Monday, June 11, 2007

Bonnaroo Founder Ashley Capps Interviewed by Landin King


Last fall semester, Landin King--one of my Writing 1010 students--approached me about doing his required profile--an assignment where all writers must conduct primary research (usually personal interviews) on a topic of their choosing--on Bonnaroo.

When I asked Landin who he might interview, he suggested a friend of a friend in the Manchester Police Department.

"Are you primarily interested in law-enforcement issues at major music festivals?" I pursued.
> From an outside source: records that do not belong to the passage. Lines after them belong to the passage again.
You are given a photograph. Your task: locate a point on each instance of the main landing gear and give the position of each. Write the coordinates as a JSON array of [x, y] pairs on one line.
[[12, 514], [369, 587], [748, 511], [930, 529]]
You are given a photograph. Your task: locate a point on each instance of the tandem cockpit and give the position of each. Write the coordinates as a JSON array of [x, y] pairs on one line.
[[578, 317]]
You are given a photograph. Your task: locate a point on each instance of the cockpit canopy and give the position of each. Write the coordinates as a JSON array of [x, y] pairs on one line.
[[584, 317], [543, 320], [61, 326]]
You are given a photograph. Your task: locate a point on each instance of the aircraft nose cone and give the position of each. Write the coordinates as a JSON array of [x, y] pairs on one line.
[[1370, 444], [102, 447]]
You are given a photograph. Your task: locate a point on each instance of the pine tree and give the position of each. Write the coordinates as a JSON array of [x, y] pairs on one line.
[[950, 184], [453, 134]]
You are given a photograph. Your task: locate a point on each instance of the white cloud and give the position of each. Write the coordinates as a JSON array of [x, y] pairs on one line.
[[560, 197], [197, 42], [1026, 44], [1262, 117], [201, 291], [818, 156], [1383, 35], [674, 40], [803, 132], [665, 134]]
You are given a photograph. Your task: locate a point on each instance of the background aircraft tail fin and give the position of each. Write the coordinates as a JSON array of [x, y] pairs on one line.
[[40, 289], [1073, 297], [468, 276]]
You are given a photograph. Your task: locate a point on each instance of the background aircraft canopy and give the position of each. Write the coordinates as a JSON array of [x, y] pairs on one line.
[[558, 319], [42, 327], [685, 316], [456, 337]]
When we realized that music and the real meaning of the event itself were his interests, we decided to contact Ashley Capps of AC entertainment.

So, I'm excited to share the following MP3 and his edited essay in article form:

MP3:

http://www.wikiupload.com/comment.php?id=156460

Essay:

http://www.interference.com/stories/id170693.html


Saturday, June 09, 2007

My Blogaroo is back--four days and counting

For the last month, I've had Bonnaroo on the brain, and it's hard to imagine that my departure for the massive miracle and delicate monster that is the corporate-sponsored autonomous zone of the music nerd nation is only days away. I'm going as a participant, a volunteer, a fan, and of course, because I can't help myself, a writer and a critic.

I remember my first Bonnaroo so vividly as much as I remember the line-up rumors in early 2007.

I remember the day the line-up was announced like it was a national holiday.

I remember all the work I did to bring myself back as a volunteer for the second consecutive year. Thanks to all my Planet Roo friends who have made that possible.